Oireachtas Joint and Select Committees

Thursday, 1 February 2018

Public Accounts Committee

Business of Committee

9:00 am

Photo of Seán FlemingSeán Fleming (Laois, Fianna Fail) | Oireachtas source

Absolutely.

The next item on the agenda is reports and financial statements received since the last meeting. We have three reports before us today, the first of which is the accounts of the Marine Casualty Investigation Board for 2016. This is a small operation with a clear audited opinion. The other report is the 2015-2016 accounts for Mary Immaculate College in Limerick, which have a clear audited opinion and attention is drawn to recognition of the deferred pension funding and a standard for all universities and colleges.

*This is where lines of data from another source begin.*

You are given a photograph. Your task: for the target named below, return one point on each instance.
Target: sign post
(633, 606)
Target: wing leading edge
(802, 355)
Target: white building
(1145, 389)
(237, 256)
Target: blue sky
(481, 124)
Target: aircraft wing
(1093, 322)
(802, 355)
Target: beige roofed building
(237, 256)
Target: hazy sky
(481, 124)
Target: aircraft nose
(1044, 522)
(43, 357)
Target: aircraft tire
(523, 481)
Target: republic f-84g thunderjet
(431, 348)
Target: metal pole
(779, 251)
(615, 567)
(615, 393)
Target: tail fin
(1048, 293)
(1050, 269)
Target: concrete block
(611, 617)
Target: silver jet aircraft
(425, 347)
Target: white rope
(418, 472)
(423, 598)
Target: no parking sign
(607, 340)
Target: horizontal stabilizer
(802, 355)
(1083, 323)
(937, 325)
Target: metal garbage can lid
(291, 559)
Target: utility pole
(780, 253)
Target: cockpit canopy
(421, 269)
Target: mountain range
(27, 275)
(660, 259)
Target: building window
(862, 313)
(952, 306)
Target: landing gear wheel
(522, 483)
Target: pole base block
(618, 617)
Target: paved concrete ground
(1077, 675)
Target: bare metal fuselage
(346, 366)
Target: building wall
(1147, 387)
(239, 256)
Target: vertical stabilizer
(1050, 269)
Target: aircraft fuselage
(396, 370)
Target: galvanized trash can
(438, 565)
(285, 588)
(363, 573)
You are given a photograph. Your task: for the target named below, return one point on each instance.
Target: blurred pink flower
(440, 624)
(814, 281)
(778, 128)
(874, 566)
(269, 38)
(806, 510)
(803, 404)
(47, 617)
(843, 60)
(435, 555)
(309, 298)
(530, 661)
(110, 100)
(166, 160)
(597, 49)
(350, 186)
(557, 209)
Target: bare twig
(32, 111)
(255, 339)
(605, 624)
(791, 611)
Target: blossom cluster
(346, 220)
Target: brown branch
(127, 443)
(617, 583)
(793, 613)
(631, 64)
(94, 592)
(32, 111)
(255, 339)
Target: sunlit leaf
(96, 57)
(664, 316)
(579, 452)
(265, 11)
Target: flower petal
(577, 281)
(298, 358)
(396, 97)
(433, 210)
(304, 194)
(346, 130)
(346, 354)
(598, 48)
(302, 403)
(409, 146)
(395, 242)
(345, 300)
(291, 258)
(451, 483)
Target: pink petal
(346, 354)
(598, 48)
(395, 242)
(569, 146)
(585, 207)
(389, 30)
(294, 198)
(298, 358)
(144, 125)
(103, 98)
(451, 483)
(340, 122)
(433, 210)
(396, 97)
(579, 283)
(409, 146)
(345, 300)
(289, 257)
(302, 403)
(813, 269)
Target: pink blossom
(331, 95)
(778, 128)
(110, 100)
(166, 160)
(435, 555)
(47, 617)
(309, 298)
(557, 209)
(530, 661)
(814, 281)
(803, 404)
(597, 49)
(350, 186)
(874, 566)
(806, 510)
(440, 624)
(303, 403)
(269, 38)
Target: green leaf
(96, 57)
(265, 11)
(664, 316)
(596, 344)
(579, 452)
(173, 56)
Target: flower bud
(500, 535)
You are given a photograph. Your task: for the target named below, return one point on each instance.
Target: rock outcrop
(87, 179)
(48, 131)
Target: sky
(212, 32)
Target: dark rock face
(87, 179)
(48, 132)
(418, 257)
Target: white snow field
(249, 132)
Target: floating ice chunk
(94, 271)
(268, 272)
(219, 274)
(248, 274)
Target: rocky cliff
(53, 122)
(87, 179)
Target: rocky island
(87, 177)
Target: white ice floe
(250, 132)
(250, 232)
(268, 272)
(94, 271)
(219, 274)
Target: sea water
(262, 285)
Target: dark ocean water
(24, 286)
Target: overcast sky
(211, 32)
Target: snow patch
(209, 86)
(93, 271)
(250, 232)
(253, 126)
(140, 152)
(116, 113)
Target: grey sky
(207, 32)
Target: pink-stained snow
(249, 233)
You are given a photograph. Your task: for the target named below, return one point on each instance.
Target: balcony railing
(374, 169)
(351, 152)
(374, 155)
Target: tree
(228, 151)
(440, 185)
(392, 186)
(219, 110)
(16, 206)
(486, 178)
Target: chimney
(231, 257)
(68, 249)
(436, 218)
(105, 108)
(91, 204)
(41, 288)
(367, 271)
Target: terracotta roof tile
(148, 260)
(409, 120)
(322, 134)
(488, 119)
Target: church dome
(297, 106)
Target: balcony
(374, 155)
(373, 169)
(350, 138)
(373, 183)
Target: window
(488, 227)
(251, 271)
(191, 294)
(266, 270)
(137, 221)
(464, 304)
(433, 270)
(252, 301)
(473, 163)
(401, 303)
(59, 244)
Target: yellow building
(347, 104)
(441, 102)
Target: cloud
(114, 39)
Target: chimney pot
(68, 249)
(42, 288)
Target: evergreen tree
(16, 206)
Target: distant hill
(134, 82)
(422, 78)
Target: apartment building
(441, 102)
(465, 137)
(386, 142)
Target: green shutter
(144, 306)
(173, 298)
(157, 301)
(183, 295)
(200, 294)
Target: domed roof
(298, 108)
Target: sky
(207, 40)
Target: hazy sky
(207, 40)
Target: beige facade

The committee has received the financial statement for 2016 from the Residential Tenancies Board, RTB. This organisation maintains the register of tenancies and provides dispute resolution services for tenants and landlords. The turnover of the organisation is €10.2 million. It is clear audited report but the Comptroller and Auditor General has drawn attention to €2.1 million of legal fees where the relevant services had not been procured by way of competitive processes since 2011. Before I came to the committee today I had a quick look at the accounts for the RTB. The expenditure of the year 2016 was €10.3 million and the single biggest cost was legal and professional fees of €2.147 million. The salary costs were only €1.5 million. That an organisation can spend 20% of its total income in one heading without going to a competitive tender, for the last seven years, is utterly unacceptable. The committee will write to the RTB for a detailed note. We will ask for a detailed note, company by company, to provide the total payments that were made in the financial statements of 2016, legal firm by legal firm as the case may be, or the other professional advisers. I am sure we could include valuers also. We will ask why there was not a competitive tendering process in recent times. When we get this information, the committee will scrutinise it further. The scale of this non-procurement relative to the size of the organisation is extraordinary.